Haiti

After parliament’s rejection, Haiti names a new prime minister

Haiti's interim President Jocelerme Privert, center, arriving with new interim Prime Minister Fritz Jean, behind right, on Feb. 26 for Jean’s induction ceremony at the National Palace in Port-au-Prince, Haiti. Jean, an economist and former governor of Haiti's central bank, was rejected by the Lower Chamber of Deputies on March 20.
Haiti's interim President Jocelerme Privert, center, arriving with new interim Prime Minister Fritz Jean, behind right, on Feb. 26 for Jean’s induction ceremony at the National Palace in Port-au-Prince, Haiti. Jean, an economist and former governor of Haiti's central bank, was rejected by the Lower Chamber of Deputies on March 20. AP

Days after Haitian lawmakers rejected a notable economist to help lead a caretaker government, interim President Jocelerme Privert is now placing his bets on a seasoned lawyer and presidential adviser to take the country to elections.

Enex Jean-Charles was tapped to be the next prime minister after meetings between Privert and parliamentarians Tuesday to find a consensus over his nomination. A university professor who has been behind the scenes in the National Palace for years, Jean-Charles is considered to be a well-read and experienced lawyer.

He has served as a presidential adviser to former presidents Boniface Alexandre, who headed the U.S.-backed transitional government from 2004-06, and most recently René Préval and Michel Martelly.

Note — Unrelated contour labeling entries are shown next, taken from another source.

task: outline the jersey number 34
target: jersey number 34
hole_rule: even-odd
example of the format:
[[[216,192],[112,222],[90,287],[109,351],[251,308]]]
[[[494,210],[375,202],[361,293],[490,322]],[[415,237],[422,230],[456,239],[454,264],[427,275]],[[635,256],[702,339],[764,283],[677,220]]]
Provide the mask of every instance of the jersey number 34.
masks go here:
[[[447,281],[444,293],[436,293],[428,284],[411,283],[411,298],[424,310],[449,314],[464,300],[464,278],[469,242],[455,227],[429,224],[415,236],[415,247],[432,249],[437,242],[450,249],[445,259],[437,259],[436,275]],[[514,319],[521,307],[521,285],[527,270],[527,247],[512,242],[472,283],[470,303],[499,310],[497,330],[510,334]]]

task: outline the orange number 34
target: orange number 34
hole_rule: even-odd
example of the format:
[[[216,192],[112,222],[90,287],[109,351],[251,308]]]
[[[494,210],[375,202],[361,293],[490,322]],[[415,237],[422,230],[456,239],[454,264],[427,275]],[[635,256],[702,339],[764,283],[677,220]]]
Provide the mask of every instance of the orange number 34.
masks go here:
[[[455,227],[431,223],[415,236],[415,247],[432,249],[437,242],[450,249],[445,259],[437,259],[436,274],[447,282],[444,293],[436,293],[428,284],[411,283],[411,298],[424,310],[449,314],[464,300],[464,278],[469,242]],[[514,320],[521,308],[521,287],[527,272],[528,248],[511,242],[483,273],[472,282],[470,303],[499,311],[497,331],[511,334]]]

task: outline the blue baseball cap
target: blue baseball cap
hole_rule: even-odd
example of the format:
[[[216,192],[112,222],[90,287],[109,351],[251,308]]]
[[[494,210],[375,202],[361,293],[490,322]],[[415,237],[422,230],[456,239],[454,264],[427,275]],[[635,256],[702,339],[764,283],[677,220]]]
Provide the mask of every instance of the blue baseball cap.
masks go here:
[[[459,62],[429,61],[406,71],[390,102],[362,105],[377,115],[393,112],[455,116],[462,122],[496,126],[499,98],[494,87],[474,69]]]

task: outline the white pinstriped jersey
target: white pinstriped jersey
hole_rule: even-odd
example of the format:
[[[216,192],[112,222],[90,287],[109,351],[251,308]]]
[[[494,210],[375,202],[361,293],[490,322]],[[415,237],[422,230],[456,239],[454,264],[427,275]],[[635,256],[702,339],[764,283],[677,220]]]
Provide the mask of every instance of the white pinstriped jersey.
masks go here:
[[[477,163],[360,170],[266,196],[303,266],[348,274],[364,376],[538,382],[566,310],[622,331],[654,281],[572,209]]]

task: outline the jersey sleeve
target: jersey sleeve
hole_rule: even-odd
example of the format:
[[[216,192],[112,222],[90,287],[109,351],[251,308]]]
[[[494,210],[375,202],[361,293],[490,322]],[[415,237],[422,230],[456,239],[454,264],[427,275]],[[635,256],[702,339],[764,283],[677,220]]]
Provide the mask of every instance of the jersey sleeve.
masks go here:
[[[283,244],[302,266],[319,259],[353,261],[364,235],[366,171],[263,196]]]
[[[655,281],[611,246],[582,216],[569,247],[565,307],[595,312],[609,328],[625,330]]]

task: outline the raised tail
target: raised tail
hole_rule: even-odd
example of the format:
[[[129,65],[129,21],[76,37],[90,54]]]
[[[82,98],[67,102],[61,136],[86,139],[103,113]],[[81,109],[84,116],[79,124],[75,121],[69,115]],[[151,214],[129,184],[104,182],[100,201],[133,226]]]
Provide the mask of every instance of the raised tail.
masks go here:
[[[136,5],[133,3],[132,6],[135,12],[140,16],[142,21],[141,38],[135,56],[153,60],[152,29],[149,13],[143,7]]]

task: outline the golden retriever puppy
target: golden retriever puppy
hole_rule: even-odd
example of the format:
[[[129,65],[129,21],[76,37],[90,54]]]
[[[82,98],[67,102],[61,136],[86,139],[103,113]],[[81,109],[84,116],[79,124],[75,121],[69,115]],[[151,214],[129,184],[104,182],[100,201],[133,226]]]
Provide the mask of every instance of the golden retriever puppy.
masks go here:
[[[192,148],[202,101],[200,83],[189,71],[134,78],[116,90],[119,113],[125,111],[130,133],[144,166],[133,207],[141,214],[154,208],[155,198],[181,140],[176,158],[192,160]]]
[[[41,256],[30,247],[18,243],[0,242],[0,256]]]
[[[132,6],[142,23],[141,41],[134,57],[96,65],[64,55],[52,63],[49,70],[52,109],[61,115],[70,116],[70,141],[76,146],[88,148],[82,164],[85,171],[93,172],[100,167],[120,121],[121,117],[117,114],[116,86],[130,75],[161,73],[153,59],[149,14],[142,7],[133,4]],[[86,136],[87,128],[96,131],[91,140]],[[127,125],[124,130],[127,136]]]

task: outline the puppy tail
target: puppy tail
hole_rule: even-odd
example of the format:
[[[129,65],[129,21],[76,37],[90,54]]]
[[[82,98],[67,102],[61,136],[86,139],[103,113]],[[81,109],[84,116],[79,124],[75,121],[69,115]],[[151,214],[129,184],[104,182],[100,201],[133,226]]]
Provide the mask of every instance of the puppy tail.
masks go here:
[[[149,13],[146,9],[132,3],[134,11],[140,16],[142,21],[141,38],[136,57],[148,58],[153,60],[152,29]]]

He was in Préval’s private cabinet and served as executive director of the council of ministers under Martelly.

Jean-Charles is scheduled to go before parliament Thursday when he could face tough questioning about his role in the proposed amendment of the 1987 Constitution, which has been a source of controversy. He was Preval’s judicial counsel and has never said anything publicly about the accusations surrounding the illegal introduction of items that were not part of the proposed amendments during the controversial process.

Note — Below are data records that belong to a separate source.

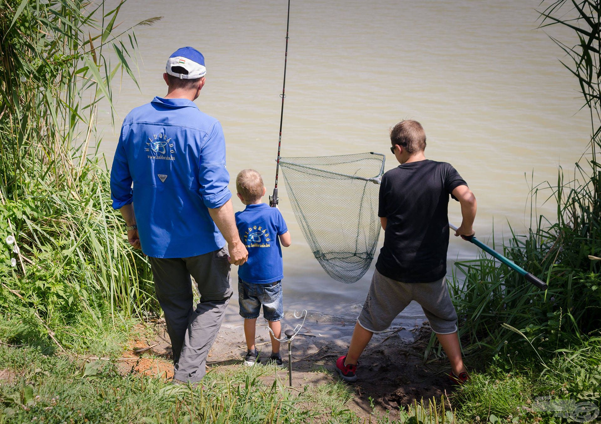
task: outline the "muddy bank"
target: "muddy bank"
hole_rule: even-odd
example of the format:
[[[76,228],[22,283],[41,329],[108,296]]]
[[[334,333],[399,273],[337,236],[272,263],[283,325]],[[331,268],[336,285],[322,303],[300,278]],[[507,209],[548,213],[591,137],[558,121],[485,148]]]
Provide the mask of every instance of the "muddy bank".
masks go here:
[[[261,320],[258,320],[256,343],[261,356],[266,357],[270,353],[271,346],[267,323]],[[242,320],[225,321],[207,359],[209,372],[216,369],[227,372],[228,368],[240,366],[246,353]],[[294,328],[299,323],[291,314],[287,314],[282,329]],[[132,357],[133,362],[124,361],[121,369],[126,372],[171,378],[171,346],[164,321],[158,320],[148,325],[153,335],[132,343],[124,357]],[[321,314],[309,315],[293,342],[293,386],[299,387],[337,381],[335,362],[346,353],[354,326],[354,320]],[[394,416],[399,407],[414,401],[439,398],[445,392],[450,393],[453,386],[446,377],[448,369],[446,361],[424,363],[424,351],[430,334],[427,323],[423,324],[418,320],[410,328],[392,327],[386,333],[374,335],[360,359],[358,380],[348,384],[354,397],[347,407],[365,416],[372,411],[373,404],[376,411],[390,411]],[[282,344],[281,353],[287,363],[286,344]],[[266,384],[269,384],[276,377],[287,384],[287,368],[263,378]]]

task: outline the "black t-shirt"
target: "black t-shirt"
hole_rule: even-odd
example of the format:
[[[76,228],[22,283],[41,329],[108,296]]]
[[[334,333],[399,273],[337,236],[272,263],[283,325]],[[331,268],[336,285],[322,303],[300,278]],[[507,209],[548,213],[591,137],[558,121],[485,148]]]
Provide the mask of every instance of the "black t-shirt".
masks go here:
[[[378,216],[388,221],[376,263],[378,271],[404,283],[444,277],[449,195],[467,185],[451,164],[434,160],[404,163],[385,174]]]

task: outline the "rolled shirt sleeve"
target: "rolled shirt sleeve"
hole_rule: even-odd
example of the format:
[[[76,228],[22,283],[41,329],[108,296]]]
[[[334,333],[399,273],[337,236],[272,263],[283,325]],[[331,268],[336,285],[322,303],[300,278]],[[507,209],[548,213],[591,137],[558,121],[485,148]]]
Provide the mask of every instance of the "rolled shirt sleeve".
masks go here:
[[[127,126],[124,123],[111,168],[111,198],[112,199],[114,209],[121,209],[133,201],[133,180],[129,172],[129,165],[124,145],[127,130]]]
[[[231,192],[228,188],[230,173],[225,168],[225,139],[219,121],[216,121],[207,133],[199,160],[198,192],[205,206],[211,209],[218,208],[231,198]]]

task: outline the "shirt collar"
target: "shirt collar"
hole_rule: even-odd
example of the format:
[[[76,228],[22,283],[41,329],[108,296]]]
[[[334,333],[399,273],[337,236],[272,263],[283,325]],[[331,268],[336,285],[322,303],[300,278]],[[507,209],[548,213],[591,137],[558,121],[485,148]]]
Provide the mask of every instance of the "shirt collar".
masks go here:
[[[196,108],[198,109],[198,107],[194,101],[191,101],[187,98],[165,98],[156,96],[154,98],[152,99],[151,103],[160,103],[163,106],[172,108],[174,109],[177,108]]]
[[[266,203],[255,203],[251,204],[250,205],[246,205],[246,207],[245,208],[245,210],[257,210],[257,209],[263,209],[264,208],[269,208],[270,207]]]

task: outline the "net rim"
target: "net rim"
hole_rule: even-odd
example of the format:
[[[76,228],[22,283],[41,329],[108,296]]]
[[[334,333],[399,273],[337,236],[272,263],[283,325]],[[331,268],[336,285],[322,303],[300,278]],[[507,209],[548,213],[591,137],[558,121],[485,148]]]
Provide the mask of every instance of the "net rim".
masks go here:
[[[368,152],[368,153],[369,153],[370,154],[377,155],[379,156],[382,156],[382,165],[380,167],[380,172],[378,174],[378,175],[377,175],[375,177],[373,177],[372,178],[366,178],[366,177],[359,177],[358,175],[351,175],[348,174],[342,174],[341,172],[335,172],[334,171],[327,171],[326,169],[320,169],[319,168],[313,168],[313,166],[308,166],[305,165],[301,165],[301,164],[299,164],[299,163],[293,163],[292,162],[287,162],[286,160],[287,159],[287,160],[292,160],[292,159],[306,159],[307,157],[308,157],[307,156],[295,156],[295,157],[286,157],[286,158],[283,158],[282,157],[282,158],[280,158],[279,164],[281,165],[290,165],[290,166],[297,166],[299,168],[305,168],[307,169],[311,169],[313,171],[319,171],[320,172],[325,172],[326,174],[332,174],[333,175],[339,175],[340,177],[345,177],[346,178],[353,178],[353,179],[355,179],[355,180],[361,180],[362,181],[370,181],[371,183],[373,183],[374,184],[380,184],[382,183],[382,176],[384,174],[384,165],[385,165],[385,163],[386,162],[386,156],[385,156],[382,153],[377,153],[376,152],[373,152],[373,151]],[[355,153],[355,154],[352,154],[332,155],[331,156],[311,156],[310,157],[311,157],[311,159],[319,159],[319,158],[322,158],[322,157],[323,157],[323,158],[326,158],[326,157],[342,157],[343,156],[364,156],[365,154],[365,153]],[[352,161],[350,161],[350,162],[352,162]],[[343,162],[343,163],[349,163],[349,162]]]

“He has a huge capacity to work,” said presidential candidate and former senator Moise Jean-Charles, who is no relation but worked with him during Préval’s 2006-11 administration. “He talks to everyone in the country.”

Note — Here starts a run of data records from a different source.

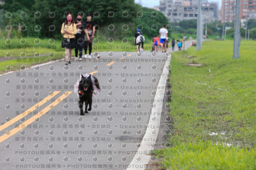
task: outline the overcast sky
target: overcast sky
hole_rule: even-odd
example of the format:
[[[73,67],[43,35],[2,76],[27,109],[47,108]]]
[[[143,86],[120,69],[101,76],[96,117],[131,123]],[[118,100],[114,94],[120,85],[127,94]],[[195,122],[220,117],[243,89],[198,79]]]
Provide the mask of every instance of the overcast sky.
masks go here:
[[[139,0],[135,0],[135,2],[139,3]],[[142,6],[145,7],[154,7],[159,5],[160,0],[141,0]],[[218,2],[219,9],[220,9],[222,0],[208,0],[208,2]]]

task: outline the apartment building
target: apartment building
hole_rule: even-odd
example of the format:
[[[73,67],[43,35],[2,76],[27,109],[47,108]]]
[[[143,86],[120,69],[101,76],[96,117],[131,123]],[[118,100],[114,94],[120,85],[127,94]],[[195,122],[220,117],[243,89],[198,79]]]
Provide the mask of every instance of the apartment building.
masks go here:
[[[197,18],[198,0],[160,0],[158,7],[160,11],[165,14],[170,11],[172,16],[168,18],[170,22],[177,22]],[[204,20],[208,22],[218,20],[218,4],[201,0],[201,8]]]
[[[235,20],[235,0],[222,0],[221,23],[231,22]],[[225,20],[224,20],[225,18]],[[241,0],[240,19],[256,19],[256,0]]]

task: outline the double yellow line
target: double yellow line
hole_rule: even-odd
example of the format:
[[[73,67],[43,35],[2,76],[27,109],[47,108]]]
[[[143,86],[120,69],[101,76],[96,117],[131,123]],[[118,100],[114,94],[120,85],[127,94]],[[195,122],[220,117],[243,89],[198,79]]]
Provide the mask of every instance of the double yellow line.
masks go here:
[[[20,120],[24,116],[28,115],[31,112],[34,111],[37,108],[39,108],[42,105],[44,104],[49,100],[51,99],[52,97],[56,96],[60,92],[59,91],[55,91],[52,92],[48,96],[44,99],[42,100],[41,101],[38,103],[36,103],[28,109],[22,113],[21,114],[16,116],[14,118],[12,119],[10,121],[6,122],[3,125],[0,126],[0,131],[5,129],[5,128],[8,127],[9,126],[12,125],[17,121]],[[47,113],[49,110],[52,109],[54,108],[57,105],[60,103],[64,99],[66,98],[68,96],[70,95],[72,91],[66,91],[61,95],[60,97],[56,99],[54,101],[49,105],[46,107],[45,107],[41,111],[38,112],[37,114],[34,115],[32,117],[30,118],[28,120],[25,121],[24,123],[14,128],[12,130],[6,132],[5,134],[3,134],[0,136],[0,143],[7,139],[14,134],[15,134],[17,132],[19,132],[21,130],[23,129],[25,127],[33,123],[37,119],[44,114]]]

The former senator, who led street protests over his third-place finish in the Oct. 25 first round presidential vote and is demanding a verification of the vote, said he will reserve judgment on the new prime minister nominee’s politics.

“We will not say whether we are for or against his nomination,” Moise Jean-Charles said. “The next government has a mission to create a verification commission and to organize elections in the country in a very short time.”

In addition to a verification of the elections that pit Martelly’s presidential pick, Jovenel Moïse, against opposition candidate Jude Célestin, the opposition is demanding an audit of public finances under Martelly as Haiti finds itself in dire financial straits as a humanitarian crisis looms. The domestic currency is depreciating, the government is months behind in payments to Venezuela’s Petrocaribe discounted-oil loan program, and this week the Port-au-Prince mayor’s office said corpses can’t be picked up off the streets of the capital because the company responsible for taking them to the morgue had not been paid. Haiti also is facing the worst food security crisis in 15 years because of an ongoing drought.

Enex Jean-Charles was proposed by lawmakers in the 119-members Lower Chamber of Deputies, who on Sunday failed to ratify Prime Minister Fritz Jean’s general policy statement on his priorities for running the government.

Jean, who once headed Haiti’s central bank and studied in New York, needed 60 votes, an absolute majority, to pass. Only 38 deputies, however, voted in favor of him. The rejection not only left Haiti without a working government more than a month after Martelly left office on Feb. 7 without an elected successor because of disputed elections, but it further delayed the transfer of power to an elected president.

Under a Feb. 5 political accord, a presidential runoff election is supposed to take place on April 24 and the new president is supposed to be sworn in on May 14. In order to stage the elections, which have twice been postponed, there first needs to be a functioning government in place.

Only after a new government is approved by both chambers of parliament can the names of a new Provisional Electoral Council be published. It is the council that ultimately stages the vote.